In this notebook, we'll take a look at temperature data from the RWTH-1 Borehole, drilled near the main building of the RWTH. Its initial purpose was to provide geothermal energy for space heating the newly built Super-C. Unfotunately, originally predicted production temperatures of 60 °C were not met. The water, pumped from a depth of about 2 km, has a temperature of just 31 °C when reaching the surface.
But the borehole is not cold. Bottom Hole Temperatures (BHTs) of about 78.6 °C at a depth of about 2500 m suggest a normal average geothermal gradient at this location.
In this notebook, we will visualize the average temperature gradient in the borehole. For this, we need at least information about temperatures at the surface and at depth:
import numpy as np
import matplotlib.pyplot as plt
%matplotlib inline
import seaborn as sns
sns.set_style('whitegrid')
sns.set_context('notebook')
temp = np.array([10.5, 78.6])
depth = np.array([0, 2550])
err = np.array([2, 3])
fig = plt.figure(figsize=[5,8])
plt.fill_betweenx(depth,temp-err,temp+err, color=(.8,.8,.8), label='uncertainty interval')
plt.plot(temp,depth,'-', linewidth=4, color='black', label='mean')
plt.plot(temp-err,depth,'--', color='gray')
plt.plot(temp+err,depth,'--', color='gray')
plt.legend()
plt.ylim(depth)
plt.gca().invert_yaxis()
plt.xlabel('Temperature [°C]')
plt.ylabel('depth [m]')
Text(0, 0.5, 'depth [m]')
With this data, what is the average geothermal gradient?
grad = (temp[1]-temp[0])/(depth[1]-depth[0])*1000
print("The mean geothermal gradient over the borehole is {:.2f} K/km".format(grad))
The mean geothermal gradient over the borehole is 26.71 K/km
This is obviously just an approximation, and the real geothermal gradient over the depth might look different, i.e. not like a straight line.
Reasons for this may be:
Core measurements of the RWTH-1 well yielded an average thermal conductivity of the rocks of 2.99 W m${-1}$ K$^{-1}$ (using the geometric mean).
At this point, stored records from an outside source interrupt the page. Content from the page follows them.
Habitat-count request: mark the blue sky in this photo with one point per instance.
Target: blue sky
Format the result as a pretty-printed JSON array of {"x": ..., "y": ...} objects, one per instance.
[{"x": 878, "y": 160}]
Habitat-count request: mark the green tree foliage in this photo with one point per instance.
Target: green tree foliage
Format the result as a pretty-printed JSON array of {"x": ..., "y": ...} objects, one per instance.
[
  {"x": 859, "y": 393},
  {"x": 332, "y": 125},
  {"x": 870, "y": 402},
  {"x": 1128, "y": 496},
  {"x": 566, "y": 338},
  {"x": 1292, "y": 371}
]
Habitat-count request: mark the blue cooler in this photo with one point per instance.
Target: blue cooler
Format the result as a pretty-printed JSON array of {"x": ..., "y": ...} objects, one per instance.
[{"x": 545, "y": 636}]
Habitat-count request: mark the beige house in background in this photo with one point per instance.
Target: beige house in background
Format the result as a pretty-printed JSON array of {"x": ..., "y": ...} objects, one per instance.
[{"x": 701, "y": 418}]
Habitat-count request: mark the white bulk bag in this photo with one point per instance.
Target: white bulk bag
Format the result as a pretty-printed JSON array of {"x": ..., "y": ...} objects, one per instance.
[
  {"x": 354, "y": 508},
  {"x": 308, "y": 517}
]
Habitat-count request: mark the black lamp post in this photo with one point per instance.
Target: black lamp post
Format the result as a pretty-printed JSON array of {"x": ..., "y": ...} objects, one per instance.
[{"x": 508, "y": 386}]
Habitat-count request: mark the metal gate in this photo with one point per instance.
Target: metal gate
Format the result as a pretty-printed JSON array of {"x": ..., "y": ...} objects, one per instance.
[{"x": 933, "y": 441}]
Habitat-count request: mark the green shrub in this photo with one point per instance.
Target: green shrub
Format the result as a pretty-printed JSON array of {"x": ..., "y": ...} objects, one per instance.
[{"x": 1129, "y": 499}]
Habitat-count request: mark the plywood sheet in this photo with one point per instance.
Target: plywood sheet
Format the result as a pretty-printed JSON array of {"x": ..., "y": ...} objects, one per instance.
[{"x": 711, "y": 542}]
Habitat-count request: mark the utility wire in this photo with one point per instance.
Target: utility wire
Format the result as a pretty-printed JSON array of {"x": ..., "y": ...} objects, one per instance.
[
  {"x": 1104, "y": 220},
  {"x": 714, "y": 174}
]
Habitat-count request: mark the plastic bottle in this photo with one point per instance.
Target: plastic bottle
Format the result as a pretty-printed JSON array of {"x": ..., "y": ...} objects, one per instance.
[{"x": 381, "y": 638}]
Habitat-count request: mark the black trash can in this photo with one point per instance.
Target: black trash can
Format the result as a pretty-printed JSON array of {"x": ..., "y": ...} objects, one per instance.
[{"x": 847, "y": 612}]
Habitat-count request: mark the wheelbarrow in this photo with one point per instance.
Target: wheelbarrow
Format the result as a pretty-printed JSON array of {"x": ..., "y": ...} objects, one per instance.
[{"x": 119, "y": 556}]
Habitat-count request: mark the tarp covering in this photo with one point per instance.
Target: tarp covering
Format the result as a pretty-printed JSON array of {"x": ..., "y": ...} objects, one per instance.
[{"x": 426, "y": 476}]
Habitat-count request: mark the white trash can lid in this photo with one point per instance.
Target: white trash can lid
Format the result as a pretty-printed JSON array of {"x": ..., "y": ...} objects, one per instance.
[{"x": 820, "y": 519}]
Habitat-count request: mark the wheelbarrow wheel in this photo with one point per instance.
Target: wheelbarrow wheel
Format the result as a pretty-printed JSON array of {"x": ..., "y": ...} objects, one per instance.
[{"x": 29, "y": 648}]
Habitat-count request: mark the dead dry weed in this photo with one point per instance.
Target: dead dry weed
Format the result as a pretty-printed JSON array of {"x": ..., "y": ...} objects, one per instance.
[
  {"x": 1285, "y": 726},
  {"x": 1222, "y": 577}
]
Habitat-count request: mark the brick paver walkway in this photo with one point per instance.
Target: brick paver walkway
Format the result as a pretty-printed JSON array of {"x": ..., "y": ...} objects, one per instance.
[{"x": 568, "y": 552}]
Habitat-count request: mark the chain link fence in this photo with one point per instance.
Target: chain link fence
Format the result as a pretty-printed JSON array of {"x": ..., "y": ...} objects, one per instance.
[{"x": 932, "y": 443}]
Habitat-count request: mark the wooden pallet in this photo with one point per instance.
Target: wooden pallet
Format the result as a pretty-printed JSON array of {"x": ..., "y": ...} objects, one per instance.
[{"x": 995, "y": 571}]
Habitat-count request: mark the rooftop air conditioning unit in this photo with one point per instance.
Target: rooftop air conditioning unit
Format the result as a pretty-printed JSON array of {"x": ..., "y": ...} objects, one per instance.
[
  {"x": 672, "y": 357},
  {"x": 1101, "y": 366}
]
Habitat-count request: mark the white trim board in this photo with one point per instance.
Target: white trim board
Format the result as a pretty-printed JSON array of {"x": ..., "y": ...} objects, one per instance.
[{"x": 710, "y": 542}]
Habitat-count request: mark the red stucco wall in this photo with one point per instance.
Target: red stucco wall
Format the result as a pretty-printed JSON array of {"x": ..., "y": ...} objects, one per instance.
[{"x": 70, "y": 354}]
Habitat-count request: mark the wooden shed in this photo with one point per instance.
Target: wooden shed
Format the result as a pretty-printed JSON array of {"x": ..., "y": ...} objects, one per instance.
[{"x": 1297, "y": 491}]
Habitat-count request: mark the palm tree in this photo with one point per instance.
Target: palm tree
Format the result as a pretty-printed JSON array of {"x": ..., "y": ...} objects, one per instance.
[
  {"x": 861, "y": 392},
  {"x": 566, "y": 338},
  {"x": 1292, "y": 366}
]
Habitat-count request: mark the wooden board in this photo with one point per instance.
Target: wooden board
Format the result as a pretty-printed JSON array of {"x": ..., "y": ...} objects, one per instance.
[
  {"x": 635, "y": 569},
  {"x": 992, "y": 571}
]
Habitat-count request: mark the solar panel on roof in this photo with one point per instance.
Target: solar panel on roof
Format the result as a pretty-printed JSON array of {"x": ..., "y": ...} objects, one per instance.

If we neglect possible advective heat transport, we can estimate the specific heat flow in this area by applying Fourier's Law of Heat Conduction:
$$q = -\lambda \nabla T$$As we assess just the vertical specific heat flow, $\nabla T$ becomes $\frac{\partial T}{\partial z}$.
tc = 2.99 # thermal conductivity in W/(mK)
q = -tc * grad
print("The magnitude of the average specific heat flow is {:.2f} mW/m²"
.format(np.abs(q)))
print("Considering heat flow direction, the average specific heat flow is {:.2f} mW/m²"
.format(q))
The magnitude of the average specific heat flow is 79.85 mW/m² Considering heat flow direction, the average specific heat flow is -79.85 mW/m²
If we compare this value to the position on Aachen on a Heat flow map, we see that despite a lot of simplifications, the calculated specific heat flow is still in the right interval.